O autarca apresenta um anexo com informação sobre outros imóveis comprados à Teixeira Duarte no mesmo prédio, para referir que o valor se enquadra nos valores por metro quadrados praticados no edifício.
Refere ainda que o valor m2 da aquisição foi 7,5% superior às ofertas de venda e 47,8% superior às escrituras efetuadas na zona das Avenidas Novas e no 2º trimestre de 2016, isto de acordo com os valores publicitados pela Confidencial Imobiliária. De acordo com o documento, no 2º trimestre de 2016, o preço pedido por m2 de um apartamento novo foi em média 4.982 € e de um usado 3.269 €, isto na freguesia das Avenidas Novas. Já o valor escriturado era, no mesmo período, de 3.925/m2 nas frações novas e 2.397/m2 nas usadas.
Tribunal Constitucional
Quando a ter havido uma falha no reporte da compra ao Tribunal Constitucional, o autarca garante estar a cumprir a lei: em agosto de 2016 atualizou a declaração no TC com o contrato promessa celebrado – o sinal de 220 mil euros. “Como a Lei determina, no fim do mandato que exerço, irei apresentar dentro de dias nova atualização da declaração de rendimentos e património ao Tribunal Constitucional”.

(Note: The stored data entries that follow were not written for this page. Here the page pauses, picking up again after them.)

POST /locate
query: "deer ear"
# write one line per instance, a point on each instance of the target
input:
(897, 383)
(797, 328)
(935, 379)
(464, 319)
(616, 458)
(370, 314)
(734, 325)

O TC ainda não se pronunciou.
Já o Ministério Público, que ontem tinha avançado ao i que o DIAP de Lisboa está a investigar a aquisição do imóvel, havendo relação comercial entre a autarquia e a construtora, deixou hoje claro que não se está a debruçar sobre a declaração ao Tribunal Constitucional, sendo esta da competência do TC, informou fonte oficial.